Victims of violent crimes are waiting up to two years for compensation, the Government's spending watchdog reveals today.

The Criminal Injuries Compensation scheme must modernise itself and should consider setting up a telephone call centre so victims can obtain swift, clear advice, the National Audit Office says.

In its first inquiry into the scheme, the audit office found that victims had to wait on average a year for their cases to be resolved, and more than two years if they go to appeal.

The office also expresses concern at wide variations in the proportion of victims who apply for compensation in different parts of the country. People in Lancashire and Merseyside are seven times more likely to apply than those in Bedfordshire or Grampian, it says.
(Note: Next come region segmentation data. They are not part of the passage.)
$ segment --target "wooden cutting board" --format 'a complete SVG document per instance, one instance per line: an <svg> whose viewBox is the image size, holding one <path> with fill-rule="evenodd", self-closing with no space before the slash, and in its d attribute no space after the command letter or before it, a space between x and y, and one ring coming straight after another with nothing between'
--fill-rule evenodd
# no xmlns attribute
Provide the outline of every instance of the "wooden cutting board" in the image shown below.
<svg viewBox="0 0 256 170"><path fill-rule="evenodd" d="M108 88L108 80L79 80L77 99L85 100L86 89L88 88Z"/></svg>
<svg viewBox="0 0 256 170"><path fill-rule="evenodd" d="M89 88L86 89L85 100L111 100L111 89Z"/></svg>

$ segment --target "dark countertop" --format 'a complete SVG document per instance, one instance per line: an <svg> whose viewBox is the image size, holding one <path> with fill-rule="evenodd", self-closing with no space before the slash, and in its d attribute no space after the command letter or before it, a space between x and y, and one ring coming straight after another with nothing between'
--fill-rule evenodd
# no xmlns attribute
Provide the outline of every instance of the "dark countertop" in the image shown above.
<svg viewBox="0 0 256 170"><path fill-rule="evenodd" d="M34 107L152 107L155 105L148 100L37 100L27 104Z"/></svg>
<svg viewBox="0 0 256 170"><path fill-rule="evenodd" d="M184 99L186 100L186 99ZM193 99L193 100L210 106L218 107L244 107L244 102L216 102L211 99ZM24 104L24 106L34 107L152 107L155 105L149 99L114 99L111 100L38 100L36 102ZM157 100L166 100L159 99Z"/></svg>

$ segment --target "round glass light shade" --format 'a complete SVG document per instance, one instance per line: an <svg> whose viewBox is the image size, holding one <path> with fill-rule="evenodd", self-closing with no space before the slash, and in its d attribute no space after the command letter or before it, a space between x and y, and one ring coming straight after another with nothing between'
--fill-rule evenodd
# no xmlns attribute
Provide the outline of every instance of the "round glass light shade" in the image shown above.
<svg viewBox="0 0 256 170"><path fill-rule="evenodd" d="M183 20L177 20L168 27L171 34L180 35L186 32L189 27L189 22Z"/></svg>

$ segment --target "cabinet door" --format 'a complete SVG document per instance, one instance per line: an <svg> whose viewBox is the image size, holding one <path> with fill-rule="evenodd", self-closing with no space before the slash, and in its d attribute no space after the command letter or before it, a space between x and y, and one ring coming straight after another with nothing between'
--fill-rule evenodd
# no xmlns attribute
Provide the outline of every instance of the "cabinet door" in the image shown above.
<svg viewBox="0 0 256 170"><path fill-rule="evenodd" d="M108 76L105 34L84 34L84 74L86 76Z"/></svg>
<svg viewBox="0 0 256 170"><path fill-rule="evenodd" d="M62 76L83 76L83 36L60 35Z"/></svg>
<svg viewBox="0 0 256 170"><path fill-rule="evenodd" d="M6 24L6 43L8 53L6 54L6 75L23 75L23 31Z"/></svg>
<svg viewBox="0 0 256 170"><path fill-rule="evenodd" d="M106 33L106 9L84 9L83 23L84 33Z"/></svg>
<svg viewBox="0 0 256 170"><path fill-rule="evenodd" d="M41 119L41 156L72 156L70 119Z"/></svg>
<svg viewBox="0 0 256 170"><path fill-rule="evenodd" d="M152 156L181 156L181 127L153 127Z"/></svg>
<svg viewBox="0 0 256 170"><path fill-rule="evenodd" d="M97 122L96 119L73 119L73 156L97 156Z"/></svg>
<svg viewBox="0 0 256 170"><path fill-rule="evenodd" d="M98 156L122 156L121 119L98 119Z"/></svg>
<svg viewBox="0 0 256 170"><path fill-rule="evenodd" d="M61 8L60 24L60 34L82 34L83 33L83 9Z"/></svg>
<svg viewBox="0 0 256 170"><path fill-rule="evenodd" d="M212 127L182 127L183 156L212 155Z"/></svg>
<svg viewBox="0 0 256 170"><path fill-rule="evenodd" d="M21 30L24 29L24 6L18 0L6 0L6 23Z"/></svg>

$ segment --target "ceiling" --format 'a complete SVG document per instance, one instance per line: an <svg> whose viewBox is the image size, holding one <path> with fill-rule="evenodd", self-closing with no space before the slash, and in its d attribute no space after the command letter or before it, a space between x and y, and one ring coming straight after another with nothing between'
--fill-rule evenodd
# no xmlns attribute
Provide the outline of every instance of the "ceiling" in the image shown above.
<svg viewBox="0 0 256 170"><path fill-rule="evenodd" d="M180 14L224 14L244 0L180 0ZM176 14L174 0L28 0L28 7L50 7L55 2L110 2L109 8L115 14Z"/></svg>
David Davis, chairman of the Public Accounts Committee, said the scheme's organisers must act to counter delays. "It cannot be right that individuals, some of whom may have suffered horrendous injuries, have to wait on average a year for their case to be resolved," he said. "It is also essential that applicants are kept informed about the progress of their claims and, if they are unsuccessful, told the reasons why in plain English so there are no misunderstandings."

The office highlighted one case in which a victim applied for compensation, was turned down, applied unsuccessfully for a review of the decision and finally went to a full appeal panel before being told he was not eligible because he had suffered only a black eye.

More than 300,000 people are victims of violent crime each year, and in 1998-99, 78,900 applied for compensation. Of those, 46,000 received payments which averaged £4,200.

The office found that a quarter of applicants had been attacked in or near a pub, one in six had been attacked in the street, and one in 10 had been sexually assaulted.